Todo parece indicar que España está iniciando un nuevo periodo en el cual, no sólo se han roto los pactos de la Transición, sino que también se está desdibujando el imperio de la ley. Dicho en otras palabras, se está configurando una transformación del orden político y social diferente a la que ha regido durante nuestra etapa democrática. Es cierto, que el cambio todavía no se ha ejecutado al 100%, pero la senda está lo suficientemente avanzada como para vislumbrar lo que puede venir sí no se produce algún tipo de giro.
La Constitución española debía tener el valor fundamental de delimitar el poder de quien ostentara el gobierno para preservar la libertad individual de los ciudadanos. Sin embargo, a lo largo de su casi medio siglo de vigencia, en distintas ocasiones no ha cumplido con su función, aunque lo hizo con el acuerdo de las fuerzas políticas mayoritarias. Así, podemos recordar como nuestra Carta Magna, -para muchos-, se convirtió en maleable con ocasión del referéndum sobre la iniciativa del proceso autonómico en Andalucía; con la expropiación de Rumasa; o con las leyes de violencia de género. Ahora, se da un salto y se hace lo propio sin consenso con las reducciones y anulaciones de condena tras las sentencias por el caso de los ERES. Y, sobre todo, con la aprobación de la ley de amnistía el proceso parece llegar a su cenit.
De esta forma, el nuevo régimen, que ya se vislumbra, continuará teniendo apariencia democrática, y la Constitución del 78 seguirá considerándose oficialmente vigente. Sin embargo, la ordenación política ya no responderá ni a su espíritu ni a su letra. Este nuevo ordenamiento, a diferencia de aquel, será el resultado de un pacto exclusivamente entre nacionalistas vascos y catalanes, socialistas y comunistas. El Pacte del Tinell se consumará para todo el país.
La unidad de España permanecerá, aunque para ello sea necesario que el “cupo” y la “aportación” sigan siendo negativas para las comunidades forales. Lo mismo ocurrirá con la financiación singular catalana. Todo lo cual equivale a decir que el resto del país, sometido al régimen común, pagará por mantener la unidad nacional. Una unidad que, por supuesto, es electoralmente necesaria y conveniente para mantener a la actual coalición gobernante. Esto es, la unidad de España tendrá como finalidad principal mantener la correlación de fuerzas surgida del actual pacto de investidura.
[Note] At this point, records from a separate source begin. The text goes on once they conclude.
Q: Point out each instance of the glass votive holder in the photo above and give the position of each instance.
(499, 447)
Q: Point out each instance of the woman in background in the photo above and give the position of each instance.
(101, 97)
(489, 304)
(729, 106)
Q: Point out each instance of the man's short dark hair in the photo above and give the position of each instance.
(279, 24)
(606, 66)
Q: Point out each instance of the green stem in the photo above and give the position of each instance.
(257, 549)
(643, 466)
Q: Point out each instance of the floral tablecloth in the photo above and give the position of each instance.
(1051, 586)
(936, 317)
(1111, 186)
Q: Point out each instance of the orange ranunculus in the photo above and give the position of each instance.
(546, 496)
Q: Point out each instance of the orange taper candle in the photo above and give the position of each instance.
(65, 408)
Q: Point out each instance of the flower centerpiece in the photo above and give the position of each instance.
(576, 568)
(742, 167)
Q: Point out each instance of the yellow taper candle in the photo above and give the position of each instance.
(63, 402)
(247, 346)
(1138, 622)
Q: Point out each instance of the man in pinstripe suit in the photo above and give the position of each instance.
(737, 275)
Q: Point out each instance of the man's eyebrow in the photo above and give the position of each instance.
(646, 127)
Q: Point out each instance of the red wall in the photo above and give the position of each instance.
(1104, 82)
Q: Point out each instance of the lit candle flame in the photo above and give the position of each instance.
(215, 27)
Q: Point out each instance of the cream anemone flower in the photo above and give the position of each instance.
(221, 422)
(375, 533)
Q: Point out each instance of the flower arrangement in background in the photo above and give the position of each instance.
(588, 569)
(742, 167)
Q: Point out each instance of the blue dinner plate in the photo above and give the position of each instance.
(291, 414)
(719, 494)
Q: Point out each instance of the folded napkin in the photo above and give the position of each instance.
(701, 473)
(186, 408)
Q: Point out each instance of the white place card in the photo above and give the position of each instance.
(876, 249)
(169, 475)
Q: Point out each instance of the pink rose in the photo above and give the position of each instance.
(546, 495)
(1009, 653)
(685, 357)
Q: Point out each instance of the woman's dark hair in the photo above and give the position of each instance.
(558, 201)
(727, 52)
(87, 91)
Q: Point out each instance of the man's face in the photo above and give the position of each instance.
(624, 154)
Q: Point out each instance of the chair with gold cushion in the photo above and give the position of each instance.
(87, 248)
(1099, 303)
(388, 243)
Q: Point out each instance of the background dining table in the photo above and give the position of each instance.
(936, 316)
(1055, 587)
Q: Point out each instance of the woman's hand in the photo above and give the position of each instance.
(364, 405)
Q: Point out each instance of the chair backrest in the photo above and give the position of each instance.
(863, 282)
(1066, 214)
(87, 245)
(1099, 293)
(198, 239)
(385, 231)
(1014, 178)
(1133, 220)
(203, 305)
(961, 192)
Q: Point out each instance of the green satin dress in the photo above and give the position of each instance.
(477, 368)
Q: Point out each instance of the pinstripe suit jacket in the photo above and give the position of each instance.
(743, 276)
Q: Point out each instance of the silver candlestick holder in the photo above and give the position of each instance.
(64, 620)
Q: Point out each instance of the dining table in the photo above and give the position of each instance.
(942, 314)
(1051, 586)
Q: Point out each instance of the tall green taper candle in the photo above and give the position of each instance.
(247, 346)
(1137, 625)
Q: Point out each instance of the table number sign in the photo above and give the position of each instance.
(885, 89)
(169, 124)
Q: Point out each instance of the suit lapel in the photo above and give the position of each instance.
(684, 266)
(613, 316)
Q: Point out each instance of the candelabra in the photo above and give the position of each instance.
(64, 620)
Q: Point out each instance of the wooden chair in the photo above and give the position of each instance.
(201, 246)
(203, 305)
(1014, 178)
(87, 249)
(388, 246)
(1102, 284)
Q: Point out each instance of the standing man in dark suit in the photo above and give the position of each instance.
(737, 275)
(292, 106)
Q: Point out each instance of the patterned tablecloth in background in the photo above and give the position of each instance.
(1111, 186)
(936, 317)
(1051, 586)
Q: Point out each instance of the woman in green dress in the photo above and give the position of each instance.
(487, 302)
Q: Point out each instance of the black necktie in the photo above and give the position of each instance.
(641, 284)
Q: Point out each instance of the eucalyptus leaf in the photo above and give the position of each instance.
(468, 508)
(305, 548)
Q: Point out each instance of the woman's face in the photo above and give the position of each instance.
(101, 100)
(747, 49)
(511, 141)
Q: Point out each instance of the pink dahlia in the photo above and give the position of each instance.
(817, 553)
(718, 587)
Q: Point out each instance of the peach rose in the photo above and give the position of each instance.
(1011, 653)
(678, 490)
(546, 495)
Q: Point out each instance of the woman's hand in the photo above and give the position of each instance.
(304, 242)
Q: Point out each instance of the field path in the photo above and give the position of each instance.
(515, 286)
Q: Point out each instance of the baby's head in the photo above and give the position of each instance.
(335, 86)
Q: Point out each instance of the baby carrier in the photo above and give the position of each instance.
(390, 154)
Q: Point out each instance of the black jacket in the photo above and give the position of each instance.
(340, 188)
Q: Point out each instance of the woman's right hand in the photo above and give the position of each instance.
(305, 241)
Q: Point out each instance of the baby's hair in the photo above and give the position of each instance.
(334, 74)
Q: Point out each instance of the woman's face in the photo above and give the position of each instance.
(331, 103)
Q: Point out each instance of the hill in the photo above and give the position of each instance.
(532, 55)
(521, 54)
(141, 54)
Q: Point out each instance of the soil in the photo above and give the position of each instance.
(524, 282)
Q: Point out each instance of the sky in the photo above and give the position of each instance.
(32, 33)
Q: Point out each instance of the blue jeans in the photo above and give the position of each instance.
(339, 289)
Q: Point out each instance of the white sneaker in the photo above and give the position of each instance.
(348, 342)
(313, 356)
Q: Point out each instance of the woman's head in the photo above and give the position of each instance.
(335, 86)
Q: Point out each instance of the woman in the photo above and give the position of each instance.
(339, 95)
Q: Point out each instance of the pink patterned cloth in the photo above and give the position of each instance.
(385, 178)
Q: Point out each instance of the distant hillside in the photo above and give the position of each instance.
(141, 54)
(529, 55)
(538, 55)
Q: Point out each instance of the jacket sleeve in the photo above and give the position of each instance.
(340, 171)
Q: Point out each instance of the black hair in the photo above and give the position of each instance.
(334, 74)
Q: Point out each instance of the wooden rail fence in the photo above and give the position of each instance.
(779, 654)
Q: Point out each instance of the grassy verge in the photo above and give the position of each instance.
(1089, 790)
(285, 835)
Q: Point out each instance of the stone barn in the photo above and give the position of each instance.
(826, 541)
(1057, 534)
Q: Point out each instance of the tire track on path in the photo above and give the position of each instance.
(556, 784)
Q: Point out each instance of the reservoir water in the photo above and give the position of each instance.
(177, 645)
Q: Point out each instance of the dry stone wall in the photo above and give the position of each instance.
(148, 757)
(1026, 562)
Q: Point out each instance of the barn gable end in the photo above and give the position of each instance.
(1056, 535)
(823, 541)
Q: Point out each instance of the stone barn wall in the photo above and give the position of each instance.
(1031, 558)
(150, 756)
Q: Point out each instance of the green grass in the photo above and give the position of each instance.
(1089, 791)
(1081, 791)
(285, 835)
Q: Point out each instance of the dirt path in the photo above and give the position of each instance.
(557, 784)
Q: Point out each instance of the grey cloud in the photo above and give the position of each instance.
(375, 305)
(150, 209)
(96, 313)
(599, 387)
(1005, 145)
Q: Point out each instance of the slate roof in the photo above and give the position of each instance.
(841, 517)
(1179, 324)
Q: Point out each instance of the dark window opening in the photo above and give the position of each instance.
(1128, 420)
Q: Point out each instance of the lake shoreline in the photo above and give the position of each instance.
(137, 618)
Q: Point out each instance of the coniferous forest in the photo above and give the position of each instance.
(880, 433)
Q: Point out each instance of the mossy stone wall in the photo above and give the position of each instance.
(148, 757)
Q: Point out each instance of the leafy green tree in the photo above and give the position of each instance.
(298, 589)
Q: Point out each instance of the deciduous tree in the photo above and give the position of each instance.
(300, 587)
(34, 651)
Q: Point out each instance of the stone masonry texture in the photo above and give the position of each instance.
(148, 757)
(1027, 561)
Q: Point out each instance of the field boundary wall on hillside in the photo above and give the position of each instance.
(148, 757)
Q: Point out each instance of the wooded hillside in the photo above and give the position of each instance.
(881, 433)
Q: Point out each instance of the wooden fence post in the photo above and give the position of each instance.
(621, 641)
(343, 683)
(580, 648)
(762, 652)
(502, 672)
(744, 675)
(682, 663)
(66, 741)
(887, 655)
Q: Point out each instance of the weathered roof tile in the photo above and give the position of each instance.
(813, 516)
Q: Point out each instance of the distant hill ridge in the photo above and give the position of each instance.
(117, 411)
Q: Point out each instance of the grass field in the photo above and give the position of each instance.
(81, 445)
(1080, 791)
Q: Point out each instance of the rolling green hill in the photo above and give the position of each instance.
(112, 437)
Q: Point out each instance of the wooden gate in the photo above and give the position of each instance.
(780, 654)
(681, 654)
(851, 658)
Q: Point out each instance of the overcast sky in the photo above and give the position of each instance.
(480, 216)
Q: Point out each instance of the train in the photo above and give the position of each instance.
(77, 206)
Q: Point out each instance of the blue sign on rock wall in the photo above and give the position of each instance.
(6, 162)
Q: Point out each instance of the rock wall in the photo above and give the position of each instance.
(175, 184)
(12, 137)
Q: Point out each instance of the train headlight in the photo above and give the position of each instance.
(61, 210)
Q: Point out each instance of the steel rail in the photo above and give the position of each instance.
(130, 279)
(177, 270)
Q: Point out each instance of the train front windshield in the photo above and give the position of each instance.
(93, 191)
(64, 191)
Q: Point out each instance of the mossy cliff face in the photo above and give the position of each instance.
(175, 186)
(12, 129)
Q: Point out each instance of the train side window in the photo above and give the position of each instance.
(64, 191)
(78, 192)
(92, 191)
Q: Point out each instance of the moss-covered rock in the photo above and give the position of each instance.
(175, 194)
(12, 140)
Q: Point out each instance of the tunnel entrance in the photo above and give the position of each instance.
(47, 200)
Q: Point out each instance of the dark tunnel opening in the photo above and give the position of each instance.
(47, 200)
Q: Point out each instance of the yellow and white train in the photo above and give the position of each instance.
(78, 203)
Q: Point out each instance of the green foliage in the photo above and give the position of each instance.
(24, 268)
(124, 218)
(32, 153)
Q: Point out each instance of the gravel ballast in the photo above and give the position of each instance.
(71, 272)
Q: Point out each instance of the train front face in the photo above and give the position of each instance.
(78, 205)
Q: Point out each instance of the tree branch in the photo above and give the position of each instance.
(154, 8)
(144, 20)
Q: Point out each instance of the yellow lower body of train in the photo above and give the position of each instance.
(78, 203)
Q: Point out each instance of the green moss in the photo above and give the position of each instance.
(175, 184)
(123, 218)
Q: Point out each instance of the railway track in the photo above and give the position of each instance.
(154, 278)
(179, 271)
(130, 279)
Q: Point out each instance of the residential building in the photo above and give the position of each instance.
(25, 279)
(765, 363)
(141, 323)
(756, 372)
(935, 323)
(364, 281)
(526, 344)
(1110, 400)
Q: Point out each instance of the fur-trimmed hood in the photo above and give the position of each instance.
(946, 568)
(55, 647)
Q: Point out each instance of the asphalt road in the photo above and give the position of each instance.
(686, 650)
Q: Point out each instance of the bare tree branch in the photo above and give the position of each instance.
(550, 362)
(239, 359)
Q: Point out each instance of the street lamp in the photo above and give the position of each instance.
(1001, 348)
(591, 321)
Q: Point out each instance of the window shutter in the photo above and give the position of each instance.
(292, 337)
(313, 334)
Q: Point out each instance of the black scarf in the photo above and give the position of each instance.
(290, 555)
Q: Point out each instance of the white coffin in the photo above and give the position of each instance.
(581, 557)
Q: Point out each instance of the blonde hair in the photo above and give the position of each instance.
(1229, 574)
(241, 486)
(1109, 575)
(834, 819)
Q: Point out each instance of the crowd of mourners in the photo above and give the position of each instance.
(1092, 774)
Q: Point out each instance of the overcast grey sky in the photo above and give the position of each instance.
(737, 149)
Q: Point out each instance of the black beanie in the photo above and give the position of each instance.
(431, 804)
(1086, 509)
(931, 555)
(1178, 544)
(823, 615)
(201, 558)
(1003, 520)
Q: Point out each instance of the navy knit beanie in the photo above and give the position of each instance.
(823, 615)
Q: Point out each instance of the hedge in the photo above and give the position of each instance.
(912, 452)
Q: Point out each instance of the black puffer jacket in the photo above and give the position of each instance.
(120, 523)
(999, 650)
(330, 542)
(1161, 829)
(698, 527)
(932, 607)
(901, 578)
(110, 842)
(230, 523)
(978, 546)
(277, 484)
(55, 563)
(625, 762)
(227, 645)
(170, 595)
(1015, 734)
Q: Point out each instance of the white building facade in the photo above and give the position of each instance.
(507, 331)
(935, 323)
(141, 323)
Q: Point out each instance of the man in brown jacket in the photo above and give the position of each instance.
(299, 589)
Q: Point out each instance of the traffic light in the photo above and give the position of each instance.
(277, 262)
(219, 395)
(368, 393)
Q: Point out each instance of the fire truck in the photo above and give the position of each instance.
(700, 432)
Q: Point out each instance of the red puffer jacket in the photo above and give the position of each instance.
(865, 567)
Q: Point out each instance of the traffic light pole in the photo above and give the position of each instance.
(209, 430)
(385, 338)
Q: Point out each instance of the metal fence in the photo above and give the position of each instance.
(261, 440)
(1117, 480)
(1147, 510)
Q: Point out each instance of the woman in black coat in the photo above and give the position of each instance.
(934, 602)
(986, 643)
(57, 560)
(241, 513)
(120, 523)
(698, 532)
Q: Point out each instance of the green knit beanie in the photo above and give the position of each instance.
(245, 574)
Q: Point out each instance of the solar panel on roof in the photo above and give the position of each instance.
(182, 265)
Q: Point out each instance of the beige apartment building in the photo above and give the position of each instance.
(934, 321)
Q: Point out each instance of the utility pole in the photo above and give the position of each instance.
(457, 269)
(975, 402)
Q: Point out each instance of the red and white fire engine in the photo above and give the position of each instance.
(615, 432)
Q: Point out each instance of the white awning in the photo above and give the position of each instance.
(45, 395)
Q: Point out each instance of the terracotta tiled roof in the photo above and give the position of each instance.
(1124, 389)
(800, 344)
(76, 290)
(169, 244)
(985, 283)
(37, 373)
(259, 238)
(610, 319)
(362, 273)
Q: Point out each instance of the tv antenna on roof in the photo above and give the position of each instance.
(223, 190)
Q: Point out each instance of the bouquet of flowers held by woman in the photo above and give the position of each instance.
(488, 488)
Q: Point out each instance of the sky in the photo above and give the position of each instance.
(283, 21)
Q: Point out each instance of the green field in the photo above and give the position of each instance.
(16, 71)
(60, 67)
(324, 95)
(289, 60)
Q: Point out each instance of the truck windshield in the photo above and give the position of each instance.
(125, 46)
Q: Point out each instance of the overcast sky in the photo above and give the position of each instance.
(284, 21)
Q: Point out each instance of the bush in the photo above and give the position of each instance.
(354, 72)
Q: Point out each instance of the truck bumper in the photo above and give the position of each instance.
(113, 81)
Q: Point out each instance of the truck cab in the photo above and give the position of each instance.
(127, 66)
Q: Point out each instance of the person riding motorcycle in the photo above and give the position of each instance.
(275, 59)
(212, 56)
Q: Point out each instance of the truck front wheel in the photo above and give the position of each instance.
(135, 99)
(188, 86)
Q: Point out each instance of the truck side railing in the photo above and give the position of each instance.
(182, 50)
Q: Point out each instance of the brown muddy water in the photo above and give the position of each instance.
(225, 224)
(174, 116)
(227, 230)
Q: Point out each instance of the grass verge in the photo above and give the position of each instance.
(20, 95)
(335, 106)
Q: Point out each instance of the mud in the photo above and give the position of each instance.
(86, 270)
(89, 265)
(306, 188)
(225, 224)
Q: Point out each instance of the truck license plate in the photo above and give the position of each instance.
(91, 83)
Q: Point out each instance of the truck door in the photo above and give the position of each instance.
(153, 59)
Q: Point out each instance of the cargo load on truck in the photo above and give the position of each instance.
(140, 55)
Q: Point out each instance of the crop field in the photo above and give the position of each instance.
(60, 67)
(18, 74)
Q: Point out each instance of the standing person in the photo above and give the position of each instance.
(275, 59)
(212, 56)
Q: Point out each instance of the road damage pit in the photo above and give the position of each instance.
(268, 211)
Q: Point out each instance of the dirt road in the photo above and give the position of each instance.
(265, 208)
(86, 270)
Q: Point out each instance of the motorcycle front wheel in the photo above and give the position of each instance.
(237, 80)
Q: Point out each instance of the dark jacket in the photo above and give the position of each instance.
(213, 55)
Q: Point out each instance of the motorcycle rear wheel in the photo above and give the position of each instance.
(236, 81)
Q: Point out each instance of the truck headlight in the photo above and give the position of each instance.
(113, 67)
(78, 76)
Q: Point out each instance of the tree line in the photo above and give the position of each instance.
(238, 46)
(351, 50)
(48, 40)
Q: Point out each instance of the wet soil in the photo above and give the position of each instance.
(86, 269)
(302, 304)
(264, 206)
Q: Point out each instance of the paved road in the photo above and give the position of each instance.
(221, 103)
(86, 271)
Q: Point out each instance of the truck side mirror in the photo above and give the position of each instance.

Precisamente por este mismo motivo, no se considera necesario que, en aquellas comunidades con presencia de nacionalistas, mantengan ni los símbolos ni la propia presencia del Estado Español. Es suficiente con que aporten diputados que apuntalen el programa del nuevo régimen.
Para desarrollar este proyecto, además de reducir la Constitución a un mero papel de envoltorio, vacío de contenido; y de contar con un ejército de periodistas más o menos ensobrados, hace falta mantener el poder más allá de los períodos electorales establecidos en los distintos niveles administrativos, para lo cual es necesario blindar a los afines en los puestos de mando más relevantes de las distintas instituciones. Una labor que también ya se está realizando a imagen y semejanza de lo hecho por los nacionalistas desde sus inicios. De esta forma es posible que algunas comunidades y ayuntamientos pasen algún tiempo en manos de partidos de la oposición, sin que esto suponga ningún cambio real de actuación política.
El control de la justicia es el último eslabón de esta transformación. Por eso, sí la tendencia actual continua, es de esperar que el aparato judicial español se parta para reforzar el pacto. Creando una justicia autonómica propia para las comunidades forales y también para la singular.
La UE ha quedado demasiado debilitada tras las sucesivas crisis de los últimos quince años, por lo que no se puede confiar del todo en sus actuaciones.
En definitiva, como decíamos al principio, la transformación todavía no se ha completado, pero sí no somos conscientes de lo que está ocurriendo existen muchas posibilidades de que acabe ocurriendo.